溶けそうなくらい暑い

第1話

 ある暑い夏の日、私は会社の後輩と外回りをしていた。私の体からは常に大量の汗が溢れ出ていた。


「なんて暑さなんだ」


「まったくですね。こんな日に外回りさせられるなんておかしいですよ」


「お前はうちの商品を忘れたのか。扇風機だぞ。こんな日だからこそ、外回りをしているんじゃないか」


 話しているとすぐに喉が渇く。私はバックから水筒を取り出して飲もうとしたが、中は空っぽだった。


「しまった。もうなくなってしまったのか」


「仕方ないですよ。こんなに暑いんですから」


「コンビニで水を買ってくるから、そこの公園のベンチででも待っててくれないか」


「了解です。早く戻ってきてくださいね」


「すまないな」


 そう言って私はコンビニに入っていた。コンビニの中はクーラーが効いていて、非常に涼しかった。私はこれだったら後輩もついて来させればよかったなと思った。

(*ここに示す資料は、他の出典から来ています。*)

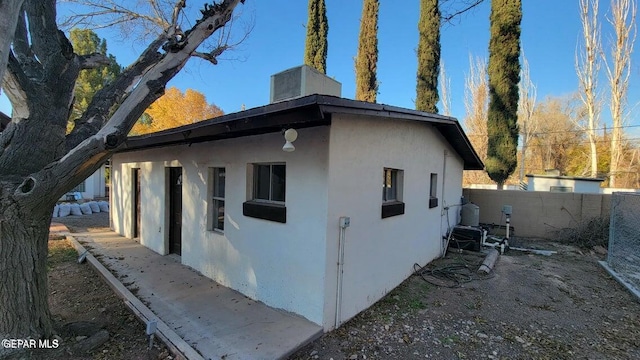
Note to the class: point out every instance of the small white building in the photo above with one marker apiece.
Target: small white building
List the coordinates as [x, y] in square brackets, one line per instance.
[557, 183]
[323, 231]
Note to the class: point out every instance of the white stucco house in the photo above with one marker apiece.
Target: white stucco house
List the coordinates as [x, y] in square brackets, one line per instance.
[323, 231]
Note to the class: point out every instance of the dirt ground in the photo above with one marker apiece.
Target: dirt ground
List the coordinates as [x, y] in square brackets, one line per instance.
[77, 293]
[563, 306]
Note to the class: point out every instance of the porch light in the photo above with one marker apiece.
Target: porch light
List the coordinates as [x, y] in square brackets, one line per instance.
[290, 136]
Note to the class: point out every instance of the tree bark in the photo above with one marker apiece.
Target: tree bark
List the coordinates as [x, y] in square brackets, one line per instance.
[9, 10]
[24, 232]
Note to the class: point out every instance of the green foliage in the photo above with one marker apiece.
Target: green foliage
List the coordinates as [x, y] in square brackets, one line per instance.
[367, 59]
[89, 81]
[504, 76]
[428, 56]
[315, 52]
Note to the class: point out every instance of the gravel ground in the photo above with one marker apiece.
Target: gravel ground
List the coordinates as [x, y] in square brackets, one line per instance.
[564, 306]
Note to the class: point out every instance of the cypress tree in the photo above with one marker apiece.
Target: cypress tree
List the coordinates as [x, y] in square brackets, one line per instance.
[367, 59]
[428, 56]
[315, 52]
[504, 76]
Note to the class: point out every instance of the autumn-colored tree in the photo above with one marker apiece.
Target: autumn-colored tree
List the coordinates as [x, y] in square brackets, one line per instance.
[367, 58]
[174, 109]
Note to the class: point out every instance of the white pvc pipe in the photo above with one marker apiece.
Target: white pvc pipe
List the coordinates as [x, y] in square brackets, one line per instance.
[341, 240]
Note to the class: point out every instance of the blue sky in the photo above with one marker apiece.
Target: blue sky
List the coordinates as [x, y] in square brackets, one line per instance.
[550, 31]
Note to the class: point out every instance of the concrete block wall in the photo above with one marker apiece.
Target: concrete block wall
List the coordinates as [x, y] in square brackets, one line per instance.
[538, 214]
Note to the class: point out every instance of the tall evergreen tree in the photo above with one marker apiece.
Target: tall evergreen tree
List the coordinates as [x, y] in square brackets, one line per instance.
[504, 76]
[315, 52]
[428, 56]
[367, 59]
[89, 81]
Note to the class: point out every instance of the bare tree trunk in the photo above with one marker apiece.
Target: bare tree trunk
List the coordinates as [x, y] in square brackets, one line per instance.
[445, 86]
[587, 67]
[623, 14]
[24, 231]
[39, 163]
[476, 102]
[9, 10]
[526, 107]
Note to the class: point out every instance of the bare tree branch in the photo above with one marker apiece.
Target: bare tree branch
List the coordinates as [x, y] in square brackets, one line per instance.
[587, 68]
[623, 14]
[450, 13]
[10, 11]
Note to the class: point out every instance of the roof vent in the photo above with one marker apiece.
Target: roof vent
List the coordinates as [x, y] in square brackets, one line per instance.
[302, 81]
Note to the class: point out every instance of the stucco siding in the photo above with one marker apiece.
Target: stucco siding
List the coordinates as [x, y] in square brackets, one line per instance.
[380, 253]
[282, 265]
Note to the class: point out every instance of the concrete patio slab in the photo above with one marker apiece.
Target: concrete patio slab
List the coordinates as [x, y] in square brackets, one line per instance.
[218, 322]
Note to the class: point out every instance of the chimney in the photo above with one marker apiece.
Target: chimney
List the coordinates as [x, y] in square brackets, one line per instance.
[302, 81]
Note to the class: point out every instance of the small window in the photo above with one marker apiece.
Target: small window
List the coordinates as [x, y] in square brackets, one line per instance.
[266, 192]
[79, 188]
[217, 177]
[392, 204]
[433, 191]
[390, 185]
[269, 182]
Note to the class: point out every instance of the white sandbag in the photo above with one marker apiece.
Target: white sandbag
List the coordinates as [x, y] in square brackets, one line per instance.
[75, 209]
[104, 206]
[94, 206]
[86, 209]
[65, 210]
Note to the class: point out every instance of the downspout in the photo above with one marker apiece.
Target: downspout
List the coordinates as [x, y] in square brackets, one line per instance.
[344, 224]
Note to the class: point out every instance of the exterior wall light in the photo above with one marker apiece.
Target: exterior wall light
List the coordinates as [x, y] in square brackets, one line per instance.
[290, 136]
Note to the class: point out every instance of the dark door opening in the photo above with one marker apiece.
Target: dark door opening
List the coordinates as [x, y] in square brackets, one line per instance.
[136, 201]
[175, 210]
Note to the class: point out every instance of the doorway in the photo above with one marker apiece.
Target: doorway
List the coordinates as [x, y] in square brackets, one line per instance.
[175, 210]
[135, 177]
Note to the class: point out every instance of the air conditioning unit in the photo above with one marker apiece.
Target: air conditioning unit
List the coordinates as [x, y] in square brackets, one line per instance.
[302, 81]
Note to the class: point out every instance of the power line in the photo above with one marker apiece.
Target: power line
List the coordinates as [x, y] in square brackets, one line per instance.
[572, 131]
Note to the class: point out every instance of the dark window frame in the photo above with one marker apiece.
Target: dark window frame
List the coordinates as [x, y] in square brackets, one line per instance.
[271, 207]
[217, 199]
[392, 187]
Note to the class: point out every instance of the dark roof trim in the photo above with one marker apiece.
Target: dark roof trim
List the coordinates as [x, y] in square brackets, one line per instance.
[308, 111]
[565, 177]
[4, 121]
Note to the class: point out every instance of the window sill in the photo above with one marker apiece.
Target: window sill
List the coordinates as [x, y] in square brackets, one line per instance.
[265, 211]
[394, 208]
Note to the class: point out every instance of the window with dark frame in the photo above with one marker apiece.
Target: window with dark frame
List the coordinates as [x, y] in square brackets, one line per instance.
[79, 188]
[392, 204]
[390, 185]
[218, 178]
[269, 182]
[433, 191]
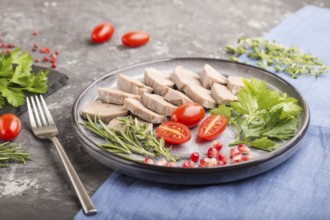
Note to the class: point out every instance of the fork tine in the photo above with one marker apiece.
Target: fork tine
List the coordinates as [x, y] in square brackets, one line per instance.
[42, 114]
[32, 121]
[36, 113]
[49, 116]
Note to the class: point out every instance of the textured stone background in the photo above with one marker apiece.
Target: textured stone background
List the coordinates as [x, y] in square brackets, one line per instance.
[41, 190]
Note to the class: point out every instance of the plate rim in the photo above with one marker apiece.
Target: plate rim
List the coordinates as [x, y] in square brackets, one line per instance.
[271, 155]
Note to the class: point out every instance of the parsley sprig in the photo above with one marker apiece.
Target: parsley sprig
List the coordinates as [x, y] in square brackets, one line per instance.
[277, 57]
[135, 139]
[11, 152]
[262, 116]
[16, 78]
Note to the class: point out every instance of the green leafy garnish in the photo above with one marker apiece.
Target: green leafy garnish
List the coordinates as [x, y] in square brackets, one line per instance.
[277, 57]
[136, 138]
[262, 116]
[10, 152]
[16, 78]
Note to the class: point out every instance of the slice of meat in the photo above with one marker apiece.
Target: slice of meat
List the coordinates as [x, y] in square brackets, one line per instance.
[158, 104]
[209, 76]
[115, 96]
[235, 83]
[222, 95]
[176, 97]
[130, 85]
[182, 77]
[117, 126]
[200, 95]
[138, 109]
[157, 80]
[104, 110]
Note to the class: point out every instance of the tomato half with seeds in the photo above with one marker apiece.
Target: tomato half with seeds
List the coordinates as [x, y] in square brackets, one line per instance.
[10, 127]
[189, 114]
[212, 127]
[135, 38]
[102, 32]
[173, 132]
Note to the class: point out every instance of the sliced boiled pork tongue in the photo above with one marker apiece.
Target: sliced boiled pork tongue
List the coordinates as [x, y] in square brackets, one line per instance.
[157, 80]
[131, 85]
[115, 95]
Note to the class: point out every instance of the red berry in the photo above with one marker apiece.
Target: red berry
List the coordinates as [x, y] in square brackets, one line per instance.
[237, 158]
[217, 145]
[223, 162]
[234, 152]
[223, 157]
[247, 157]
[45, 59]
[148, 160]
[243, 149]
[171, 164]
[161, 162]
[45, 50]
[189, 164]
[208, 162]
[204, 162]
[194, 157]
[212, 152]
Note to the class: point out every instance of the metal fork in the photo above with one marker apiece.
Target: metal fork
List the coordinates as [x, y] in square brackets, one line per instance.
[43, 127]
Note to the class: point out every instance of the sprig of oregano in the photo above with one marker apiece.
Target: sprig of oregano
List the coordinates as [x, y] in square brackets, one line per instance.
[136, 138]
[277, 57]
[11, 152]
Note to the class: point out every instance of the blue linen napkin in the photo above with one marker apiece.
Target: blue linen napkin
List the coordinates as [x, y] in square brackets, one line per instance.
[297, 189]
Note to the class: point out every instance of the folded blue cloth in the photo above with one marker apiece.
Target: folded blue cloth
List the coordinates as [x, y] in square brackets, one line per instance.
[297, 189]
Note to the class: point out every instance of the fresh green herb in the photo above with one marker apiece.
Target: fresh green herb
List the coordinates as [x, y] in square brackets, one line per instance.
[277, 57]
[262, 116]
[10, 152]
[16, 78]
[136, 138]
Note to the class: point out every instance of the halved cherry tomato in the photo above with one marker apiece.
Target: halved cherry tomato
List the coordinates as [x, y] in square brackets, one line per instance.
[10, 126]
[102, 32]
[135, 38]
[173, 132]
[212, 127]
[189, 114]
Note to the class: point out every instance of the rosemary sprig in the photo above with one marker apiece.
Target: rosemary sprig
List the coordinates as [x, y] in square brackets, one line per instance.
[10, 152]
[271, 55]
[136, 138]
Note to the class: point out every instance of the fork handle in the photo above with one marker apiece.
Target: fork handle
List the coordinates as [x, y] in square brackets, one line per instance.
[86, 202]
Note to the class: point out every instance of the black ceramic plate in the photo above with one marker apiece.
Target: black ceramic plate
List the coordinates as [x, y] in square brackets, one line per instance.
[262, 161]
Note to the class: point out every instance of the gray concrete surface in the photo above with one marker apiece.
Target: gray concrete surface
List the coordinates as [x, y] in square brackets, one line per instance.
[41, 190]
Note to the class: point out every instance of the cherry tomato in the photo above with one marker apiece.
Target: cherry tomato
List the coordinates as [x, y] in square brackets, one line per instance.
[102, 32]
[173, 132]
[189, 114]
[212, 127]
[135, 38]
[10, 126]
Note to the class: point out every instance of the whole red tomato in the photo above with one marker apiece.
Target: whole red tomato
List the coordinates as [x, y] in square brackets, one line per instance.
[189, 114]
[135, 38]
[102, 32]
[10, 127]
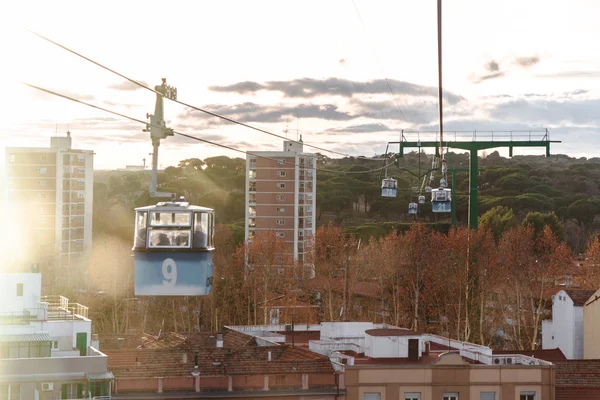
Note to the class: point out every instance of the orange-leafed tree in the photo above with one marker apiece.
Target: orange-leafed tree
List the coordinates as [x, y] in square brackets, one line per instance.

 水を買って、後輩が待っている公園に向かった。しかし、後輩の姿が見当たらないのだ。


「あいつはたった数分も待てないのか」


 そんなことを呟きながらベンチに座ろうとすると、私はあることに気づいた。後輩の着ていたスーツが捨てられているのだ。

 困惑しながら私がスーツを拾うと、スーツはびしょびしょに濡れていた。しかも濡らしているのはただの水ではなかった。それは、茶色くドロドロとした液体だった。

 私は気味が悪くなって思わず手を離した。額から汗がだらだらと垂れてきた。いや、正確には茶色くドロドロとした液体が垂れてきていた。